Where will the drama of the human future be played out? Will it be out among the stars, or will it be confined to the domains of the solar system? Might we not even get that far and be stuck for the next few thousand years scratching things out here on the Earth's surface?
These were questions I asked last week in a New York Times op-ed piece. My main point was to focus on vast the distances between stars and get real about what they mean for our future. Rapid star-travel via concepts like a "warp drive" remain so deep in science fiction that looking in that direction for hope means wishing for a miracle. The scientific reality of manipulating space-time in any meaningful way would require a kind of technological advancement that would essentially make us demi-gods. For all our remarkable advancements we have never seen anything that gave us leaps in energy control on the scale required for hyperdrive, wormhole manipulation etc.

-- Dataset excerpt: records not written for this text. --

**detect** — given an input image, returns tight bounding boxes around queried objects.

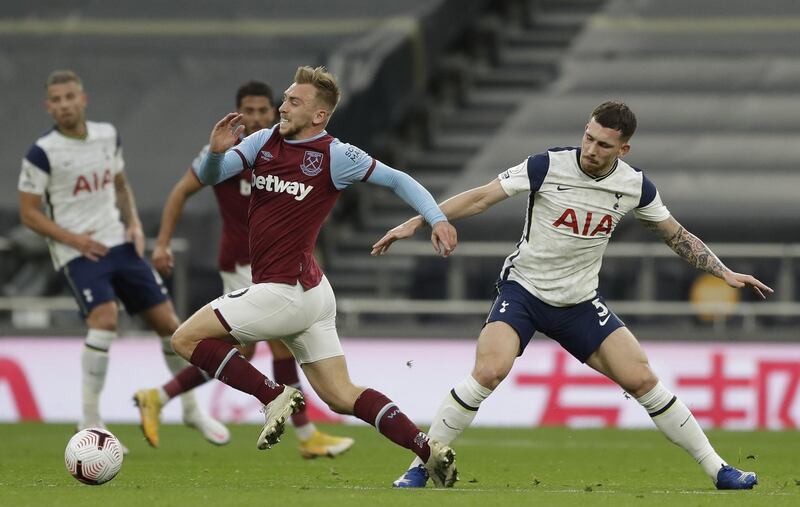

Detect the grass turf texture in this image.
[0,424,800,507]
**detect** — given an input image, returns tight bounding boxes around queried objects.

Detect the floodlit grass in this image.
[0,424,800,507]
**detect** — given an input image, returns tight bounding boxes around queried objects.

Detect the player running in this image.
[165,67,456,486]
[372,102,772,489]
[134,81,354,458]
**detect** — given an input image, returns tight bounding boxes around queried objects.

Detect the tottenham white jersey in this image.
[499,148,670,306]
[18,122,125,269]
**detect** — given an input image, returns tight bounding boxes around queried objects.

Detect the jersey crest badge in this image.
[300,151,322,176]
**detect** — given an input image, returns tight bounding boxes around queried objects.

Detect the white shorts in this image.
[219,264,253,294]
[211,277,344,364]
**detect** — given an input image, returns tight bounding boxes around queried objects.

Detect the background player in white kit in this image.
[134,81,354,458]
[372,102,772,489]
[18,70,223,450]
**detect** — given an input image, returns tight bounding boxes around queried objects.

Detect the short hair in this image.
[590,100,636,141]
[294,65,342,114]
[46,69,83,88]
[236,81,275,108]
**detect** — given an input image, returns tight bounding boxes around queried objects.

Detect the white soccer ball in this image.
[64,428,122,486]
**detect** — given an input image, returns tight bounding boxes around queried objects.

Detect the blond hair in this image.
[294,65,342,114]
[47,69,83,88]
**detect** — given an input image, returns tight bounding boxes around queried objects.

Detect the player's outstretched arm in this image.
[641,217,774,299]
[151,169,203,276]
[114,172,144,257]
[371,179,508,255]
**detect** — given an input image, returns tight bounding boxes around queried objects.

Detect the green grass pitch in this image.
[0,424,800,507]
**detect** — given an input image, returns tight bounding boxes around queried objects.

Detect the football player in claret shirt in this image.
[134,81,353,458]
[162,67,457,486]
[372,102,772,489]
[18,70,218,450]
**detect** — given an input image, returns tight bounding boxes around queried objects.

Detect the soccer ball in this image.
[64,428,122,486]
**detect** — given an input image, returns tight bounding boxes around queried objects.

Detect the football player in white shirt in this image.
[18,70,227,451]
[372,102,772,489]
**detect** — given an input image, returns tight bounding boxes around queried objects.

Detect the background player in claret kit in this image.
[164,67,456,486]
[18,70,223,450]
[134,81,353,458]
[372,102,772,489]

On a more realistic level even our most ambitious technological dreams still demand "generation ships" that make the crossing to habitable systems in centuries. Thus I argued the future most of humanity will inhabit would involve inhabiting the solar system to the best of our abilities. My argument was really about the future of culture.
But that doesn't mean we should give up on research interstellar travel.

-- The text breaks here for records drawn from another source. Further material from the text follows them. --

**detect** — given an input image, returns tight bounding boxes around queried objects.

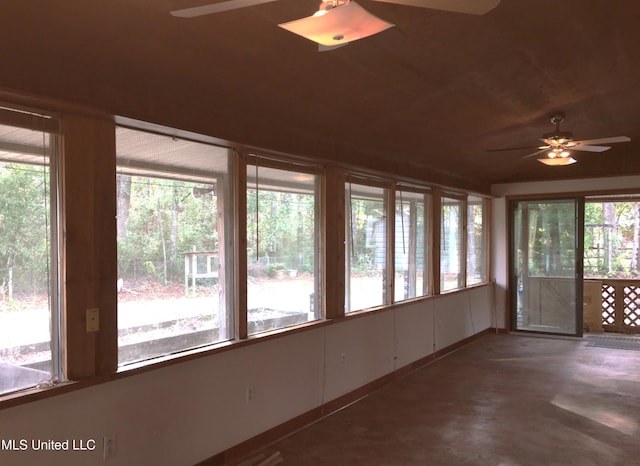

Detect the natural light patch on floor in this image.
[551,394,638,435]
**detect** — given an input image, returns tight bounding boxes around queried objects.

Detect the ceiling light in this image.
[538,155,577,167]
[278,1,393,46]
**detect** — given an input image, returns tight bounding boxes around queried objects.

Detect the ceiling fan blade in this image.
[567,144,611,152]
[522,147,549,159]
[487,146,548,152]
[171,0,277,18]
[377,0,500,15]
[572,136,631,145]
[318,42,349,52]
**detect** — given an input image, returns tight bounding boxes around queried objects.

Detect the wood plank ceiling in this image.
[0,0,640,191]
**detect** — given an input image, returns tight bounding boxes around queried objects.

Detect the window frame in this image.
[0,102,66,399]
[115,124,237,370]
[245,155,327,339]
[392,183,434,304]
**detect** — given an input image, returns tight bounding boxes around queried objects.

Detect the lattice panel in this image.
[602,283,616,325]
[624,286,640,327]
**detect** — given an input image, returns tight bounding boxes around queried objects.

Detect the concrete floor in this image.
[239,335,640,466]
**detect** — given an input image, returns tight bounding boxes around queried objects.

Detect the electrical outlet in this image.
[86,307,100,333]
[102,434,116,461]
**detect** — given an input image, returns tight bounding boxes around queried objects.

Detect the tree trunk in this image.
[630,202,640,272]
[602,202,616,274]
[116,175,131,239]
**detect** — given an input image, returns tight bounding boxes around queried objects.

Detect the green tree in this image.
[0,163,49,294]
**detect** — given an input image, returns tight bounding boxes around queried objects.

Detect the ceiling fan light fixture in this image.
[278,1,394,46]
[538,156,577,167]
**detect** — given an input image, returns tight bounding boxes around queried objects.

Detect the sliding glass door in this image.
[511,198,584,336]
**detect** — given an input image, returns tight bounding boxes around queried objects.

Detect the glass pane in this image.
[247,166,322,335]
[394,191,427,302]
[346,183,387,312]
[116,128,233,365]
[514,201,576,335]
[0,125,57,394]
[467,196,487,285]
[440,196,463,291]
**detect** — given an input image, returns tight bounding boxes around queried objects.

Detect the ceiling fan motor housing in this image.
[542,131,573,144]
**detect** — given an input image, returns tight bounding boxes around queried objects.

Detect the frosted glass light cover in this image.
[278,1,394,46]
[538,157,577,167]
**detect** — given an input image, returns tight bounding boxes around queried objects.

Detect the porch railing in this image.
[584,279,640,333]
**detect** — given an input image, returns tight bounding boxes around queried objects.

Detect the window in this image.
[0,109,60,395]
[440,196,463,291]
[116,128,234,365]
[467,196,487,285]
[247,159,322,335]
[394,190,429,302]
[345,183,388,312]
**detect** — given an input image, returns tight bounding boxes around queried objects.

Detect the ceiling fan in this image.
[171,0,500,52]
[489,112,631,166]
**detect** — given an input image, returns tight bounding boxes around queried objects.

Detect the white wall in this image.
[0,285,493,466]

One of my favorite blogs is Centauri Dreams, run by Paul Gilster and the Tau Zero Foundation. Centauri Dreams is all about the nuts and bolts possibility of interstellar travel. Real physics. Real astronomy. As you can imagine, Glister was not buying my argument. In a response to my NY Times piece he writes:
"An interstellar movement has been brewing for the past sixty or so years among physicists and engineers who have taken a serious look at what it would take to get to the stars. Their work is not based on wishes but on physics, and while they are aware of the intractable distances to reach even the nearest star (4.2 years at the speed of light itself), they have continued to study how to send spacecraft on such epic journeys. Organizations have emerged — DARPA's 100 Year Starship, Icarus Interstellar, the Tau Zero Foundation — whose members call to mind physicist Robert Forward's injunction: 'Travel to the stars is difficult but not impossible.'"
Gilster goes on to argue that future advances in propulsion technology and ultralight nanomaterials will allow us to get ever closer to the cosmic light-speed limit. In addition he brings up the necessity of providing humanity with more than one cosmic home:
"Even as our species nurtures the home world, we live in a dangerous environment whose history has been punctuated by mass extinctions, some of them caused by impacts from space debris. Getting representatives of humanity off this planet is an insurance policy that guarantees our survival."
I agree. I also support the enthusiasm that Gilster and the other scientists and engineers bring to their study of the real-world problems of real interstellar flight. Sometimes reading the posts in Centauri Dreams I get so excited I need to jump out of my seat. It's work that should, without a doubt, go foward.
But that doesn't change my point.
Even if we could get a starship up to 10% of light speed (which would be an epoch-making achievement) then the round trip to the nearest known star with a planet would still take 300 years (it's Gliese 876d for all you exoplanet fans). It's hard to imagine a culture driving significant changes in a significant fraction of humanity based on three-century long shipping delays! As much as I support moving forward in interstellar research, I can't escape the conclusion that the theater of our future — for at least a few thousand years — will be here in the solar system. Not forever, perhaps, but millennia at least. And that is a long, long time.
Should we be sending emissaries (and colonists) to the stars. Yes! Just remember that those who leave won't really be coming back.